Oral immunotherapy for food allergy.

Semin Immunol

Sean N. Parker Center for Allergy and Asthma Research at Stanford University, Stanford University, Stanford, CA 94305, USA; Division of Pulmonary and Critical Care Medicine, Stanford University, Stanford, CA 94305, USA; Division of Allergy, Immunology and Rheumatology, Department of Medicine, Stanford University, Stanford, CA 94305, USA. Electronic address:

Published: April 2017

Food allergy is a pathological, potentially deadly cascade of immune responses to molecules or molecular fragments that are normally innocuous when encountered in foods, such as milk, egg, or peanut.
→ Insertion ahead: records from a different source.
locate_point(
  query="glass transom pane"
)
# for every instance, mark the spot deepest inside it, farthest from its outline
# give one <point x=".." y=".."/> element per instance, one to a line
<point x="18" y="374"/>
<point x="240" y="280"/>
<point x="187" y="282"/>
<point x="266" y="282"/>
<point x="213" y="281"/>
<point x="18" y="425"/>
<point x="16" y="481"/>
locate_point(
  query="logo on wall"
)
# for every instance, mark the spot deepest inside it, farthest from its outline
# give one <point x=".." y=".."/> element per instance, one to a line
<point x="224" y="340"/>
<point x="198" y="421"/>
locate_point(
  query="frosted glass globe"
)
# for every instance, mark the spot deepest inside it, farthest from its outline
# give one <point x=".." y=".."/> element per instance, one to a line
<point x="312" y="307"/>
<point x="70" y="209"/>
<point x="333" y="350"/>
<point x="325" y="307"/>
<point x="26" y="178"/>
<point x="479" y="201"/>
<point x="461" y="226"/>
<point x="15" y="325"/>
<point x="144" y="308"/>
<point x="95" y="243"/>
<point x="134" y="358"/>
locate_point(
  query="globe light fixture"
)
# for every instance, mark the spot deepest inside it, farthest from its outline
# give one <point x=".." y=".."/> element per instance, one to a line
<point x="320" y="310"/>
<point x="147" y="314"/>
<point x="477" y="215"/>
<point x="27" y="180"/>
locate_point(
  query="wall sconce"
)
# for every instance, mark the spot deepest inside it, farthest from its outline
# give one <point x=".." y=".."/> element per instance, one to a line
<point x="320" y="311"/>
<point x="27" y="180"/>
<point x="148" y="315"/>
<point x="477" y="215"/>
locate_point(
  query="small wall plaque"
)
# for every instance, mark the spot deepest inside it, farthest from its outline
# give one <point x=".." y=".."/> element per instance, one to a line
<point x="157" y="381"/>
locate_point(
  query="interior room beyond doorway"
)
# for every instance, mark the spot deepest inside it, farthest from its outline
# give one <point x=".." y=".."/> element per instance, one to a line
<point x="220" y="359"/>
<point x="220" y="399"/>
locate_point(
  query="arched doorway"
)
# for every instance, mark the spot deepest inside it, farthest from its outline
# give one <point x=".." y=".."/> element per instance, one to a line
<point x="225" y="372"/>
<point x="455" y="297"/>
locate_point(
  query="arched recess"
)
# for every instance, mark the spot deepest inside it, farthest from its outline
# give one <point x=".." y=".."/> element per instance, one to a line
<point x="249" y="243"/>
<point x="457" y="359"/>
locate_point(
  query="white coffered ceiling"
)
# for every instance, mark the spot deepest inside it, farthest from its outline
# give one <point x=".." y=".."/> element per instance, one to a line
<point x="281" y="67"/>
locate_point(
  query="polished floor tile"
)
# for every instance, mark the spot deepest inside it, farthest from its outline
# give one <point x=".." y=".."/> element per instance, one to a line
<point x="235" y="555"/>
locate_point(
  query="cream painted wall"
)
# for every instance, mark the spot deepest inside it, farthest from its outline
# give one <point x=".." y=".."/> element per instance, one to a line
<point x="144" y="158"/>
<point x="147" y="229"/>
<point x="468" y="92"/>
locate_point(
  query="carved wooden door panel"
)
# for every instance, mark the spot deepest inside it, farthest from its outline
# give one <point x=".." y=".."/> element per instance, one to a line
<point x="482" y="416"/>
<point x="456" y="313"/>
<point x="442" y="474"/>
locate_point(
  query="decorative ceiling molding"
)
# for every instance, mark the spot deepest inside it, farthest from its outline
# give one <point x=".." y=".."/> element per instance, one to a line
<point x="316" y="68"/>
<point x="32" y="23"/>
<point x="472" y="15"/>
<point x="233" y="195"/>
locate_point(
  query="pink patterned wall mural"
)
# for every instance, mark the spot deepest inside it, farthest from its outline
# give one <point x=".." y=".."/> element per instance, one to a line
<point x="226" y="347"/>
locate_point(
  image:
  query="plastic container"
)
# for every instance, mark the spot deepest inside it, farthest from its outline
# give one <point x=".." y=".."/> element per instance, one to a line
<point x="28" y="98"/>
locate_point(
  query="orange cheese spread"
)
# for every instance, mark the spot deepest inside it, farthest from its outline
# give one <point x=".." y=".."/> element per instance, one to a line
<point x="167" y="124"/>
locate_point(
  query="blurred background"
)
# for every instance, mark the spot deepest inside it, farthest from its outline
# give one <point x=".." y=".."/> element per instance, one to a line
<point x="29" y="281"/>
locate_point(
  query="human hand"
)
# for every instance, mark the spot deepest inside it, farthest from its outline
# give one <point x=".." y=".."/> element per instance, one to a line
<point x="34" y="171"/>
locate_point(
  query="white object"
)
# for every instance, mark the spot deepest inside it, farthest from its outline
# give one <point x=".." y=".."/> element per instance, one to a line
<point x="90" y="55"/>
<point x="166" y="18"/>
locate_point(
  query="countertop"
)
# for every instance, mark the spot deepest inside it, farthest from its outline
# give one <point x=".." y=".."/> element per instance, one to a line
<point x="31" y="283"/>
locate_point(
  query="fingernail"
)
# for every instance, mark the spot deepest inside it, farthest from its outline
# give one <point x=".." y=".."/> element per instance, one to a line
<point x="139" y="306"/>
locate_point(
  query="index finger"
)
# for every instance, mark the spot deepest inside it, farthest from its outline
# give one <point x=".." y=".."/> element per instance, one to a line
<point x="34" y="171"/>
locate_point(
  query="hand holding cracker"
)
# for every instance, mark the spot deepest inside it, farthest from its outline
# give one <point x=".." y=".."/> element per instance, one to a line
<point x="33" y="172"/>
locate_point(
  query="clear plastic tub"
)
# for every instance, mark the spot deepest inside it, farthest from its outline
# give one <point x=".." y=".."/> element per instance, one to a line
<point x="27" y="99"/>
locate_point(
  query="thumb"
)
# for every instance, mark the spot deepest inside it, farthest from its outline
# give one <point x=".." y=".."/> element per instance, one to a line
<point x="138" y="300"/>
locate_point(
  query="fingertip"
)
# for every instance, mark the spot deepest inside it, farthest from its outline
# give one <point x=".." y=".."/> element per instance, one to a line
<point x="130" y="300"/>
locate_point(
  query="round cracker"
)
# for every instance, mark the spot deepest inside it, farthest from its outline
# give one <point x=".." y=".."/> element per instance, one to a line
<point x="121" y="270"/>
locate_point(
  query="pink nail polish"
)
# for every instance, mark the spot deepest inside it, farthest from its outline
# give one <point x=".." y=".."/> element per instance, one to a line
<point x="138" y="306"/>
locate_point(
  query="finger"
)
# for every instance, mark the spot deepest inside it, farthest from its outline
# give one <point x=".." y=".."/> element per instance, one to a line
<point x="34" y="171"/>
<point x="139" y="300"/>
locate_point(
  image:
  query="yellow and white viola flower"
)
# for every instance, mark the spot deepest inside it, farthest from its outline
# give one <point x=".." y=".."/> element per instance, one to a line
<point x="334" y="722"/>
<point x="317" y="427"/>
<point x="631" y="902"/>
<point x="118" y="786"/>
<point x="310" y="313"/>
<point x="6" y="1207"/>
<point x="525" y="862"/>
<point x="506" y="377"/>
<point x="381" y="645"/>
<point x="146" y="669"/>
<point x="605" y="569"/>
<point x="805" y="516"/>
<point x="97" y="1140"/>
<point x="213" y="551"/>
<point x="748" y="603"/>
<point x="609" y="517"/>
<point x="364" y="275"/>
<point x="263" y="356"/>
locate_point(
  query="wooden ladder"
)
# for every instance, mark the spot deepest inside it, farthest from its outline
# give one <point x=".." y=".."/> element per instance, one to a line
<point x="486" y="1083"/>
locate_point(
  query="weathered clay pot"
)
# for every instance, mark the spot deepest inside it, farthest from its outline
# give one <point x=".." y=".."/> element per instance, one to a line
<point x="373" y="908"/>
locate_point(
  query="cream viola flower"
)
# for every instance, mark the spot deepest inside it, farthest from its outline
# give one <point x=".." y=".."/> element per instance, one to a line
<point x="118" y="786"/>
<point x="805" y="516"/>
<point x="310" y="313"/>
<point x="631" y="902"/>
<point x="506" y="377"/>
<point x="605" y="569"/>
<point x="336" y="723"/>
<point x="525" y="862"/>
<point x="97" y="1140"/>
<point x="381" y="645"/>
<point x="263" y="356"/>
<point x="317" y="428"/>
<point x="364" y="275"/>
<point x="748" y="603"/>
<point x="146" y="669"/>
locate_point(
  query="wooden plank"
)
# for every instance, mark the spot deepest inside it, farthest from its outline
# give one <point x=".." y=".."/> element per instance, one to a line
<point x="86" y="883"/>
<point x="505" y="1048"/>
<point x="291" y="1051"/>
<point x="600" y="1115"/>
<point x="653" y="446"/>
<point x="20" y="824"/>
As the incidence and prevalence of food allergy rise, the standard of care is poised to advance beyond food allergen avoidance coupled with injectable epinephrine treatment of allergen-induced systemic reactions. Recent studies provide evidence that oral immunotherapy may effectively redirect the atopic immune responses of food allergy patients as they ingest small but gradually increasing allergen doses over many months, eliciting safer immune responses to these antigens. Research into the molecular and cellular bases of pathological and therapeutic immune responses, and into the possibilities for their safe and effective modulation, is generating tremendous interest in basic and clinical immunology. We synthesize developments, innovations, and key challenges in our understanding of the immune mechanisms associated with atopy and oral immunotherapy for food allergy.